I once made a delicious onion and tomato relish to serve with dinner. My son took one look at his plate and said, “Mom, tell me you didn’t put onion on my plate”. And onion isn’t the only food on his list of ‘Things I refuse to eat at home’. He will regularly pick out tomatoes, butternut, cauliflower, beans and other vegetables or fruit he isn’t familiar with. So, to avoid him coming down with scurvy, or some other nutrient deficiency, I am always on the lookout for creative ways to serve up fruit and veggies.
One idea that went down well was potato shapes. These consist of making mashed potato and then presenting it in a shape, adorned with vegetable decorations. We went with a potato face, with carrots for eyes and tomato relish for hair. Something else that worked was butternut lasagne. It’s pasta, which is always good, that comes with a white sauce and cheese, so children are bound to go for it. It can work as a vegetarian dish, and I tried to sell this to my family, but the strange look I got from my husband prompted me to add some bacon. Fruit kebabs and veggie sticks, served with dips, also seem to work as an anytime snack. As do mini-quiches, made in a cupcake tray.

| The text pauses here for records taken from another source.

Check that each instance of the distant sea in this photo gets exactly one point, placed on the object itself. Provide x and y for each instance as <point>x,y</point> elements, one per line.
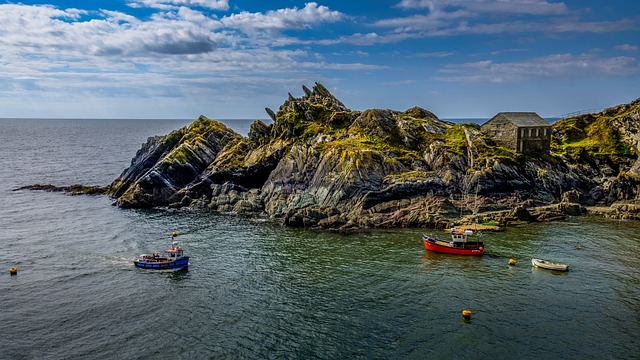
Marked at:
<point>257,290</point>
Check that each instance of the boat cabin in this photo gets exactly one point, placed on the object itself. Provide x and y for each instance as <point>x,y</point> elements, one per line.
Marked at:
<point>460,235</point>
<point>175,252</point>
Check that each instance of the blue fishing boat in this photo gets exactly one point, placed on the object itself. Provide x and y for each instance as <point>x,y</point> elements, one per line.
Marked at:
<point>173,259</point>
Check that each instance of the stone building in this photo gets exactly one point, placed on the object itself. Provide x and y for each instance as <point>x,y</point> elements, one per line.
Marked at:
<point>523,132</point>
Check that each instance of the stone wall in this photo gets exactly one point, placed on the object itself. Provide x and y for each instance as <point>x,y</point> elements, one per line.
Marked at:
<point>531,139</point>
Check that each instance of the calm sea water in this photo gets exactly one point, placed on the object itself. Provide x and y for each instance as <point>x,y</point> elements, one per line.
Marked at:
<point>256,290</point>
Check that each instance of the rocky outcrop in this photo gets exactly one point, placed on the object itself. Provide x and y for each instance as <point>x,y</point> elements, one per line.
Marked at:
<point>320,164</point>
<point>166,164</point>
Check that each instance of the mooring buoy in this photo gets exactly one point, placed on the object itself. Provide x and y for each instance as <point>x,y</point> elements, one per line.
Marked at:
<point>466,314</point>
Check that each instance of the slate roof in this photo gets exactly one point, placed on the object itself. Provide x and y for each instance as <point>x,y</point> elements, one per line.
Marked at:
<point>523,119</point>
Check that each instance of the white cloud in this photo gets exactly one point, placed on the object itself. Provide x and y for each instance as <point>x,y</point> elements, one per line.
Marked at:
<point>532,7</point>
<point>553,66</point>
<point>282,19</point>
<point>627,47</point>
<point>171,4</point>
<point>458,17</point>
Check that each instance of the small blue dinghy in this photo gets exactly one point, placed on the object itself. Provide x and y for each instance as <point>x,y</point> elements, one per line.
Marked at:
<point>173,259</point>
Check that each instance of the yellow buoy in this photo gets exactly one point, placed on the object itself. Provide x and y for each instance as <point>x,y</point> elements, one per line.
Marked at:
<point>466,314</point>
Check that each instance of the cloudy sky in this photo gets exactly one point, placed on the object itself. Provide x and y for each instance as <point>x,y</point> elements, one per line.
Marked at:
<point>230,59</point>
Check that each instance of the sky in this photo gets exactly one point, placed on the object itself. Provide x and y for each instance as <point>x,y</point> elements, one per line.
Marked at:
<point>229,59</point>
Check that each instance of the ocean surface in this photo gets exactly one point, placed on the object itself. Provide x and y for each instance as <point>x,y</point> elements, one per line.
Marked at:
<point>256,290</point>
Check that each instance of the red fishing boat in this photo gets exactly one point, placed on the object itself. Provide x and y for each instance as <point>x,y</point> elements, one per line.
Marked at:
<point>459,244</point>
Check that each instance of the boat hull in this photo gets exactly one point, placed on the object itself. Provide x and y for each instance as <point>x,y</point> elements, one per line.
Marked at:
<point>472,248</point>
<point>549,265</point>
<point>163,265</point>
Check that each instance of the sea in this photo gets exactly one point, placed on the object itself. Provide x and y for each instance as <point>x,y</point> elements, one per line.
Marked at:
<point>257,290</point>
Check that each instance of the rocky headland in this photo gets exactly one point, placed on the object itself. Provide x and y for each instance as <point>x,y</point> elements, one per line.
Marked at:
<point>322,165</point>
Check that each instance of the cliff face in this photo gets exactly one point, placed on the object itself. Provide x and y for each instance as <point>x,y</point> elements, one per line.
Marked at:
<point>321,164</point>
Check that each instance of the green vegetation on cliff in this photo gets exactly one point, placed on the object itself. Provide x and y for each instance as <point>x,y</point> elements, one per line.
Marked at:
<point>592,136</point>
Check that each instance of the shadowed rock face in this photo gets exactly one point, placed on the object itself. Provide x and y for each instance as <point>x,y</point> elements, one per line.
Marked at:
<point>166,164</point>
<point>319,164</point>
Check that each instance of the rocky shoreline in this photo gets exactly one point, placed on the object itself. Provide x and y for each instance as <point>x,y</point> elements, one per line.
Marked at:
<point>322,165</point>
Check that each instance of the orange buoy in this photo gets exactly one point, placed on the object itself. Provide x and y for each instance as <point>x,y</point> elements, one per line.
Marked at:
<point>466,314</point>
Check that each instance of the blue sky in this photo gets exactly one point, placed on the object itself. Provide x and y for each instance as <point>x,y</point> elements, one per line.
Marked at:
<point>230,59</point>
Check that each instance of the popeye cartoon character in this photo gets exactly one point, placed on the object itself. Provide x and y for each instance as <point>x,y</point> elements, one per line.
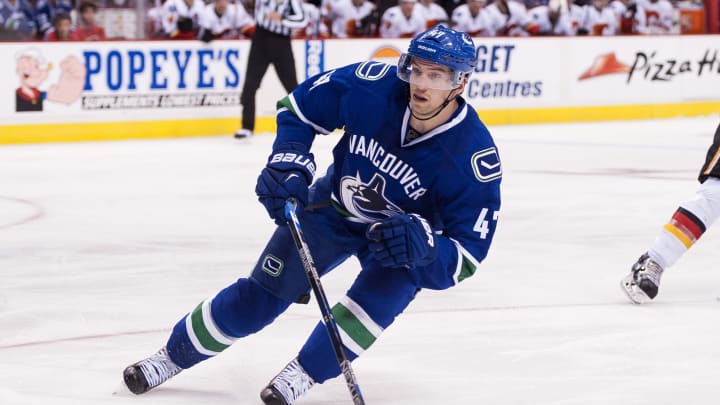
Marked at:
<point>33,69</point>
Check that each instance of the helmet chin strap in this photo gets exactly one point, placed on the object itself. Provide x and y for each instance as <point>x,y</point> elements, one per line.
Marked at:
<point>439,109</point>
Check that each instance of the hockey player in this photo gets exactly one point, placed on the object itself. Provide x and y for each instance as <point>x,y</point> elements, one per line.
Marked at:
<point>223,20</point>
<point>600,19</point>
<point>471,18</point>
<point>413,193</point>
<point>687,225</point>
<point>402,21</point>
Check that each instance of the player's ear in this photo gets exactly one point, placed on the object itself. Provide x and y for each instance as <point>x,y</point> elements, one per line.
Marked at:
<point>458,91</point>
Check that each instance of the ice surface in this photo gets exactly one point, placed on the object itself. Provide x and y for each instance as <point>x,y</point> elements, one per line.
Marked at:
<point>104,246</point>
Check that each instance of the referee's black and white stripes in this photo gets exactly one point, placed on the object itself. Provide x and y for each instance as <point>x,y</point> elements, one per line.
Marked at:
<point>291,11</point>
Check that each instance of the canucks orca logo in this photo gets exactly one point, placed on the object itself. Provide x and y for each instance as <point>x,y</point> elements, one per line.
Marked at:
<point>366,201</point>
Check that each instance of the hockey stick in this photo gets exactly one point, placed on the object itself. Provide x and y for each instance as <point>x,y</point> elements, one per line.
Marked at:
<point>314,279</point>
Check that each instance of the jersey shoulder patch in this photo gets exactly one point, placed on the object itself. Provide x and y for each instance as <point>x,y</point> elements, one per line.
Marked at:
<point>372,70</point>
<point>486,165</point>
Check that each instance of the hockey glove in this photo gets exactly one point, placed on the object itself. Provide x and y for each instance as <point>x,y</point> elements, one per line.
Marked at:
<point>402,241</point>
<point>288,173</point>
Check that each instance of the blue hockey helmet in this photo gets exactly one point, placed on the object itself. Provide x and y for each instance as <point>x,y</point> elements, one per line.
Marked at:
<point>444,46</point>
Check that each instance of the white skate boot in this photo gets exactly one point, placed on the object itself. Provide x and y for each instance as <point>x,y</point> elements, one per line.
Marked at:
<point>290,384</point>
<point>642,284</point>
<point>147,374</point>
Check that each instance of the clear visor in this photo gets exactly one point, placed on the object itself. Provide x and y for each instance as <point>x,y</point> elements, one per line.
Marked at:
<point>426,75</point>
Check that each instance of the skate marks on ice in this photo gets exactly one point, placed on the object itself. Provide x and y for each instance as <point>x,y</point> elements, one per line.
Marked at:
<point>18,211</point>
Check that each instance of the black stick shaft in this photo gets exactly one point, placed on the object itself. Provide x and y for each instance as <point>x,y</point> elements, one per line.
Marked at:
<point>328,319</point>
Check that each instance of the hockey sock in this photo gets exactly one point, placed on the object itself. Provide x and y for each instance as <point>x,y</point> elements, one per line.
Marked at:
<point>688,224</point>
<point>241,309</point>
<point>357,331</point>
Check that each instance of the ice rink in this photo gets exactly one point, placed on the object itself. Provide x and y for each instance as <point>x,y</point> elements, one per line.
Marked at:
<point>104,246</point>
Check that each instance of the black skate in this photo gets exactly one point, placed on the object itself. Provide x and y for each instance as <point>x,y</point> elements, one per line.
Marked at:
<point>147,374</point>
<point>643,282</point>
<point>290,384</point>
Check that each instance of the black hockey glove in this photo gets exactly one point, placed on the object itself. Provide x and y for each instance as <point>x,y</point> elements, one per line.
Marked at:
<point>288,173</point>
<point>402,241</point>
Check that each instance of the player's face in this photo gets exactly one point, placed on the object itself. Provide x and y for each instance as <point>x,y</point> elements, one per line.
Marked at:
<point>430,85</point>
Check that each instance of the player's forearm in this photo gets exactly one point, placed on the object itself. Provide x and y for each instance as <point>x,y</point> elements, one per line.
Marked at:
<point>291,130</point>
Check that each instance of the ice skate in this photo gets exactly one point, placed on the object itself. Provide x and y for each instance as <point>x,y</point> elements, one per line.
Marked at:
<point>642,284</point>
<point>243,134</point>
<point>290,384</point>
<point>147,374</point>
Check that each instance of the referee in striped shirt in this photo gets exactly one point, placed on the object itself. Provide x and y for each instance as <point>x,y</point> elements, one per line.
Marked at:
<point>274,23</point>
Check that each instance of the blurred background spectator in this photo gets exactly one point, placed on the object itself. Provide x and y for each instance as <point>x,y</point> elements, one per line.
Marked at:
<point>45,13</point>
<point>87,28</point>
<point>402,21</point>
<point>61,28</point>
<point>184,19</point>
<point>179,18</point>
<point>17,20</point>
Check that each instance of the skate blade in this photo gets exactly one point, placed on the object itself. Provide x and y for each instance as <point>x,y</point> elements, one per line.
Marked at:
<point>634,294</point>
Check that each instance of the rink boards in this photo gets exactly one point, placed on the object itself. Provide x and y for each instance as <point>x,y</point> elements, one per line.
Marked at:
<point>155,89</point>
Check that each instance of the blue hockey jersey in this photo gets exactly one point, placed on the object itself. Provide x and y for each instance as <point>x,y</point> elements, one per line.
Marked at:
<point>450,175</point>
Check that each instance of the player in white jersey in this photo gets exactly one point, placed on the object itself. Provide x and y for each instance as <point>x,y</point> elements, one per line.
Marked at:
<point>432,13</point>
<point>316,27</point>
<point>346,16</point>
<point>507,18</point>
<point>686,226</point>
<point>600,19</point>
<point>220,19</point>
<point>542,17</point>
<point>180,18</point>
<point>631,16</point>
<point>401,21</point>
<point>471,18</point>
<point>571,21</point>
<point>659,14</point>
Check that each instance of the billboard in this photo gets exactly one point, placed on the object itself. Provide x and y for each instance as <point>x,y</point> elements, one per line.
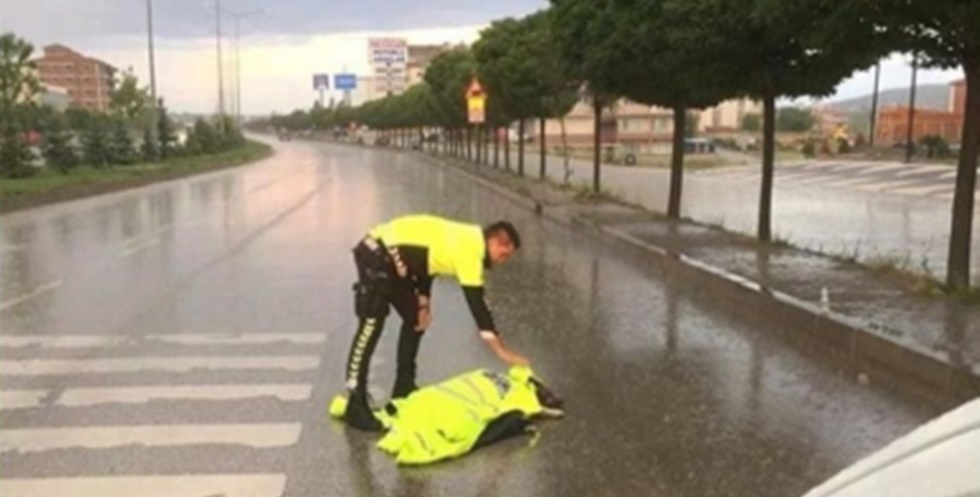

Something I want to try is a vegetable cupcake recipe. After all, what child would refuse something that comes from a cupcake tray? When mixed together, broccoli, rice and white sauce will hold together in a cupcake mould. Sprinkle this with cheese, and bake until it’s gone all gooey, and you can’t go wrong. Maybe a vegetable laced macaroni and cheese would work as well. Another dish I aim to try this winter is alphabet soup. This could be any soup, I suppose, but with the alphabet noodles added in to distract children from what they’re actually eating. Well, it worked for my mom.
- 1 box of lasagne sheets
- 1 punnet of butternut pieces, cut into cubes
- 1 onion, diced
- 1 clove garlic, diced
- Bacon or chicken strips (optional)
- 1 tin of diced tomato
- 3 or 4 sundried tomato halves, chopped
- 1 teaspoon sugar
- Dried herbs to taste
- Salt and pepper to taste
- White sauce or cheese sauce
- Grated cheddar or parmesan cheese
- Place the butternut on a roasting tray, drizzle with olive oil and season. Roast it at 180°C, until just soft. This should take about 20-30 minutes.
- While the butternut is roasting, fry the onion, garlic and (optional) bacon or chicken. When this is done, add the tin of tomatos, the sundried tomatoes, sugar and seasoning, and simmer for a few minutes. Add the butternut to this mixture.
- For the layering of the lasagne, start with a thin layer of white sauce, followed by the pasta sheets. Make sure that the sheets don’t overlap. Top this with a layer of the butternut mix, and then a layer of white sauce. Repeat this once or twice, depending on the quantity you want. End off with a layer of white sauce, topped with grated cheese.
- Leave this to settle for about 30 minutes. When you’re ready, bake the lasagne at 180°C for about 30-40 minutes (check the lasagne package instructions for an indication of time). Allow it to cool for about 10 minutes and serve.